Pubdate: Sat, 25 Jan 2003
Source: Arizona Republic (AZ)
Copyright: 2003 The Arizona Republic
Author: Kirk Muse
Note: Letters should be 200 words or less.


I agree with Sheriff Joe Arpaio: The DARE program is not working ("DARE
support in Valley wanes," Monday).

Common sense tells us that DARE should work and deter drug use. But it
doesn't. If anything, DARE graduates are more likely to use drugs. Not less.

Common sense tells us that our war on drugs policies should substantially
reduce our youths' use of drugs like marijuana. But it doesn't.

Actually our drug war and drug prohibition policies have increased our
youths' desire for recreational drugs, not diminished them.

Before marijuana was prohibited in the United States via the Marijuana Tax
Act of 1937, the vast majority of Americans had never even heard of

Today, everybody in America knows what marijuana is, and the U. S.
government estimates that 76 million Americans have used it.

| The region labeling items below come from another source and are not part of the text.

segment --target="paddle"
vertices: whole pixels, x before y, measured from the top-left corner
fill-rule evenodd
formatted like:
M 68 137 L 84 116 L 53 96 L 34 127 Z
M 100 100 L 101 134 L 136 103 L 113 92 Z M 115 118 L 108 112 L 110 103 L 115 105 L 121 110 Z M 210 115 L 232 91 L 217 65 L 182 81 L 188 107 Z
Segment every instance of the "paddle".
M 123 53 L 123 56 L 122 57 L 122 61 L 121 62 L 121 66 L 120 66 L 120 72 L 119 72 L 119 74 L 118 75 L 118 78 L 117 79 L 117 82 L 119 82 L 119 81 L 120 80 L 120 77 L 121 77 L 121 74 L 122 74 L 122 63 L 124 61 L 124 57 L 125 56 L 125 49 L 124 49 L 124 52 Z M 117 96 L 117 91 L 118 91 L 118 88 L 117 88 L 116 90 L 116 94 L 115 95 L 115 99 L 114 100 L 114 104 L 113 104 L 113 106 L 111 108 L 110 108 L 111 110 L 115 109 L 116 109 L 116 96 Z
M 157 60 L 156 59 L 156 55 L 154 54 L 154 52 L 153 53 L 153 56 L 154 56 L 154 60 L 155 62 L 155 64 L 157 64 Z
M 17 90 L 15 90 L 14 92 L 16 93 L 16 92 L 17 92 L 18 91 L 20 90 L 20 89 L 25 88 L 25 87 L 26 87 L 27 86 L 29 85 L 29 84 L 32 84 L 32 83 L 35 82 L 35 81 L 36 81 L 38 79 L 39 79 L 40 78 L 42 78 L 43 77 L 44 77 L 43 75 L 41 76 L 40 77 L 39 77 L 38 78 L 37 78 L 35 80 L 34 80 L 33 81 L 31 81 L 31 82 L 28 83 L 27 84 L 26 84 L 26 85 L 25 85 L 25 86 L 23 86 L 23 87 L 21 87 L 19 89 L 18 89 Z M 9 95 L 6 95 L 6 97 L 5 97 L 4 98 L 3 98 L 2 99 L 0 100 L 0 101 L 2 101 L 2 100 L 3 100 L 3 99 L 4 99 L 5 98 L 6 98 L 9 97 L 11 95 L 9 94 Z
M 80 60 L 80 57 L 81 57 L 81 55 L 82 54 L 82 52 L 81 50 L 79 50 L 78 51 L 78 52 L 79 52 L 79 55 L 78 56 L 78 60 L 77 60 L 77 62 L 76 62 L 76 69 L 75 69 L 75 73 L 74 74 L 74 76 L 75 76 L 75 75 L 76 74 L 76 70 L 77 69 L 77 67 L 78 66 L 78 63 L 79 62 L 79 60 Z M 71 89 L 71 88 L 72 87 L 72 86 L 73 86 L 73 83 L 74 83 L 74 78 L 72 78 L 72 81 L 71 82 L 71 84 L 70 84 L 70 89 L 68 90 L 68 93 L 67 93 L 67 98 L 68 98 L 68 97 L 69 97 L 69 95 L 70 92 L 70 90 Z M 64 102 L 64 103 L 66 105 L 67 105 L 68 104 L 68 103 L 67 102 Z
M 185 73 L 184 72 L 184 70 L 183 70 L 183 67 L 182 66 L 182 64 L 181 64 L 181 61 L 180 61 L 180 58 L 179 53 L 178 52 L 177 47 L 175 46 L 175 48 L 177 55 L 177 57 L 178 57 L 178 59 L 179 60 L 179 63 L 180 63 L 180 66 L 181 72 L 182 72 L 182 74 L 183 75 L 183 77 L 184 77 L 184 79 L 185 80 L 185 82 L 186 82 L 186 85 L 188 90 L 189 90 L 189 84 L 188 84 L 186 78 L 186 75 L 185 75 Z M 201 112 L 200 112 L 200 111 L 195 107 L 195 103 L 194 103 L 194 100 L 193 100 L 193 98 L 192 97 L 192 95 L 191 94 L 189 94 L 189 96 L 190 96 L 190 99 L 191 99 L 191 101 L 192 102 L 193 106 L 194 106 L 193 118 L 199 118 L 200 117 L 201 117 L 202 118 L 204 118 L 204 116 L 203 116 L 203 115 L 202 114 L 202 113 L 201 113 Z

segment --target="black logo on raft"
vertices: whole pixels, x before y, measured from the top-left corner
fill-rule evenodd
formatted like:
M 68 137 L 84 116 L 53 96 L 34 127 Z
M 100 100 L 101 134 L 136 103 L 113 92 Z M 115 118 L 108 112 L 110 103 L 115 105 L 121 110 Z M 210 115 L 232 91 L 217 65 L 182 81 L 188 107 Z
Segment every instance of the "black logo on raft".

About half of
all high school students will use it before they graduate.

It's human nature for people to want what they are told they cannot have,
especially children. The "forbidden fruit" appeal is very powerful.

No other nation on the planet has spent more of its resources on fighting
drug abuse or imprisoned more of its citizens for drug law violations than
the United States. Yet no other nation has been less successful than the
United States in solving its drug abuse problems.

It's time for us to do something different - substantially different.